En cuanto a China, Shangai y Beijing están mostrando indicios de que se convertirán en los futuros centros tecnológicos del mundo, apunta Klein, pues cuentan con el apoyo financiero del gobierno chino para impulsar la investigación y desarrollo de proyectos, juntos con las incubadoras y aceleradoras tecnológicas.  Sin embargo, insiste en que se debe destacar que la investigación demuestra que la educación china no tiene la calidad de otros países desarrollados, y que eso puede ser un freno y que estos potenciales centros de innovación retrasen su gran explosión. Otra desventaja señalada por Klein es que el gigante asiático tiene una concepción distinta de innovación a la que se tiene en occidente, pues su foco sigue estando en copiar lo que ya ha sido creado por otros países, y hacer una versión propia, más que crear algo novedoso.
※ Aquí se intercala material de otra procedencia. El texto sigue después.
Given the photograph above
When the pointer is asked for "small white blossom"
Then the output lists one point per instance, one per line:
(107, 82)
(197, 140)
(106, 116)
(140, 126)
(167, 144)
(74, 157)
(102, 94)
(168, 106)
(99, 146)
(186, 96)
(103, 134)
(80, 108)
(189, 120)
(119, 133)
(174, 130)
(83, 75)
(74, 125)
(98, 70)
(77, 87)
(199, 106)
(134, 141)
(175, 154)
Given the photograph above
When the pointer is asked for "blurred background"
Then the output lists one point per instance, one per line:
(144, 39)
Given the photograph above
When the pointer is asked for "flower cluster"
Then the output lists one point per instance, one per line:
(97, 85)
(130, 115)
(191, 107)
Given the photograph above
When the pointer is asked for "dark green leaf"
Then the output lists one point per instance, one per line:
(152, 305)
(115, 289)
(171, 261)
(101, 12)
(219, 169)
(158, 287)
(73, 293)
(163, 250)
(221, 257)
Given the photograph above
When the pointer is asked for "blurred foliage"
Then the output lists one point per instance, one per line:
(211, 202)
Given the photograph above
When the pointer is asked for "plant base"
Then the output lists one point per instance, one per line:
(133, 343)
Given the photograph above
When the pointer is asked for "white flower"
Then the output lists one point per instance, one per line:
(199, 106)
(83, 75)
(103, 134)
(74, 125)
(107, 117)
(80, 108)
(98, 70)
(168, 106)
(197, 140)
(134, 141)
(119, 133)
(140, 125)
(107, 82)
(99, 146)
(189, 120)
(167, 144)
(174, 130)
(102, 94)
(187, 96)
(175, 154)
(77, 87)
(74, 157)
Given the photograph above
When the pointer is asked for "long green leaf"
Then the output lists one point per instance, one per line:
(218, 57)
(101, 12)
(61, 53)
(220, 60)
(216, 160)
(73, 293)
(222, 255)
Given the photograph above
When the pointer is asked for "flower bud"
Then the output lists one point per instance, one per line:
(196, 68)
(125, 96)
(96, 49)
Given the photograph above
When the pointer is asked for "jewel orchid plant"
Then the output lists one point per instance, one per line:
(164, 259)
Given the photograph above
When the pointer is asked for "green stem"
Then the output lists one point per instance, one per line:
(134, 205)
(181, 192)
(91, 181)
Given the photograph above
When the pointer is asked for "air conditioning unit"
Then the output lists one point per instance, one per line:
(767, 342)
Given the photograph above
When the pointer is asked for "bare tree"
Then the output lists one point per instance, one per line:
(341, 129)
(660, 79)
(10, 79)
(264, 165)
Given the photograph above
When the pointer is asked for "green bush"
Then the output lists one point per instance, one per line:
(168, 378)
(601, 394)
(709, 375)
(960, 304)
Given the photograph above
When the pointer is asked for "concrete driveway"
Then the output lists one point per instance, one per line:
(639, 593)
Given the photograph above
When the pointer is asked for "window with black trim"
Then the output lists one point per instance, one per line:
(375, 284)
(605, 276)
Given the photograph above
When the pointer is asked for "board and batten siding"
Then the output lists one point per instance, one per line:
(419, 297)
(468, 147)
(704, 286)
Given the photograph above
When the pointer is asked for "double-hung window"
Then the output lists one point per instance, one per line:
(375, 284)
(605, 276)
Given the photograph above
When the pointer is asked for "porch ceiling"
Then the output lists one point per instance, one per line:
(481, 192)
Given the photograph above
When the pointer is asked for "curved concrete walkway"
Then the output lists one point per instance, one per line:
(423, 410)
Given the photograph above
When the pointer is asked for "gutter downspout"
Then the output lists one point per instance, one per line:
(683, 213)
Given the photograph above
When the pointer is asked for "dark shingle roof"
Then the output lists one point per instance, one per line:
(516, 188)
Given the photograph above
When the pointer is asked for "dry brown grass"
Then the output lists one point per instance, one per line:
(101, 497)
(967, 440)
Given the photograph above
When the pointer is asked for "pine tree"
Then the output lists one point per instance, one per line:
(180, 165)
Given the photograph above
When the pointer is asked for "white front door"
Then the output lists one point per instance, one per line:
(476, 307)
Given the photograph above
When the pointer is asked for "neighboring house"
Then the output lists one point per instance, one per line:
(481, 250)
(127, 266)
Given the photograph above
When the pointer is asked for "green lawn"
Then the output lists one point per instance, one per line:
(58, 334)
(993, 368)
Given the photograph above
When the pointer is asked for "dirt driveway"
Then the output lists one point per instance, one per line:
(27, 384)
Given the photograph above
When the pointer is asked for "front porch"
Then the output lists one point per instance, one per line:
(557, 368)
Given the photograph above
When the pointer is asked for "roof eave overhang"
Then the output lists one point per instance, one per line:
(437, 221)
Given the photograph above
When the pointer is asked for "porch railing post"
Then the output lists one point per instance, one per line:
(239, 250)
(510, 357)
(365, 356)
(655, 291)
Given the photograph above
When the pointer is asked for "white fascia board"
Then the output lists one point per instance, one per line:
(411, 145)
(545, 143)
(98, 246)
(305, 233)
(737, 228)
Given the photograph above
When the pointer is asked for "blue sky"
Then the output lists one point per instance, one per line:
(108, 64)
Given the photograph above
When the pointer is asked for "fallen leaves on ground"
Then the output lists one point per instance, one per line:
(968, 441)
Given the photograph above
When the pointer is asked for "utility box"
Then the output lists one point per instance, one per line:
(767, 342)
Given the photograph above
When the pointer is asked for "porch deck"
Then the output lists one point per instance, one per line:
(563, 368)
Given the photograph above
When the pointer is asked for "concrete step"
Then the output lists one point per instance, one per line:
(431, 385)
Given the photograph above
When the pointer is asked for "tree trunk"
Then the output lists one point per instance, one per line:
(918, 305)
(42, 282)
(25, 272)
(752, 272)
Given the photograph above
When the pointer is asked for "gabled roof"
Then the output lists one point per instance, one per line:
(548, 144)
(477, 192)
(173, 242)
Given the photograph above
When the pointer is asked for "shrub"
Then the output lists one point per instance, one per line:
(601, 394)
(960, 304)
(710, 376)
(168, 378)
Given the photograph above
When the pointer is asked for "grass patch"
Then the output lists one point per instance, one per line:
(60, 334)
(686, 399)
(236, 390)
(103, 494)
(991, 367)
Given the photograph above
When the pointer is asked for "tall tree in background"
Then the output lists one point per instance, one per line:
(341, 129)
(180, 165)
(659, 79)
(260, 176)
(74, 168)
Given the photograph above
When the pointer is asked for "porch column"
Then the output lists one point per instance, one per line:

Por ejemplo, China se considera el país con el sistema de vías férreas y trenes más moderno del mundo, con unos 30.000 kilómetros de vías, pero lo cierto es que esa tecnología viene de Francia y Japón, en vez de haber sido creada allí.

Edward Yae afirmó que “Hong Kong es una realidad única, es un puente entre China y Occidente, somos miembros de la Organización Mundial del Comercio, vivimos para el comercio y, aunque pequeños, somos un jugador significativo en el mundo”.  Con gran acierto explicó que el libre comercio no es exactamente gratis, ni siquiera para Hong Kong, donde su práctica está profundamente extendida, y así lo entienden todas las naciones que lo practican. Cada país o región es más competitiva en un área que en otra; por lo tanto, se entiende que se va a ganar en esas áreas donde se es más competitivo, y a perder en las que no se es tan competitivo. Para ello se pueden usar los impuestos, como lo ha hecho Hong Kong reduciéndolos a la mitad para incentivar el comercio y atraer empresas extranjeras.

A día de hoy Estados Unidos sigue encabezando la lista de nación más tecnológica, pero regiones como Hong Kong están pisándole los talones y ofreciendo facilidades para el desarrollo de estas innovaciones, un buen ejemplo es el Robot Sophia, cuya inteligencia artificial es capaz de reconocer expresiones faciales, tal y como afirmó Steven Lam “Sophia solía vivir en Silicon Valley, ahora es inmigrante legal en Hong Kong y eso es una prueba de este cambio”.

Para las empresas que desarrollan tecnologías, ubicarse en Hong Kong, además de contar con el apoyo e incentivos del gobierno local, significa también bajar sus costes de operaciones.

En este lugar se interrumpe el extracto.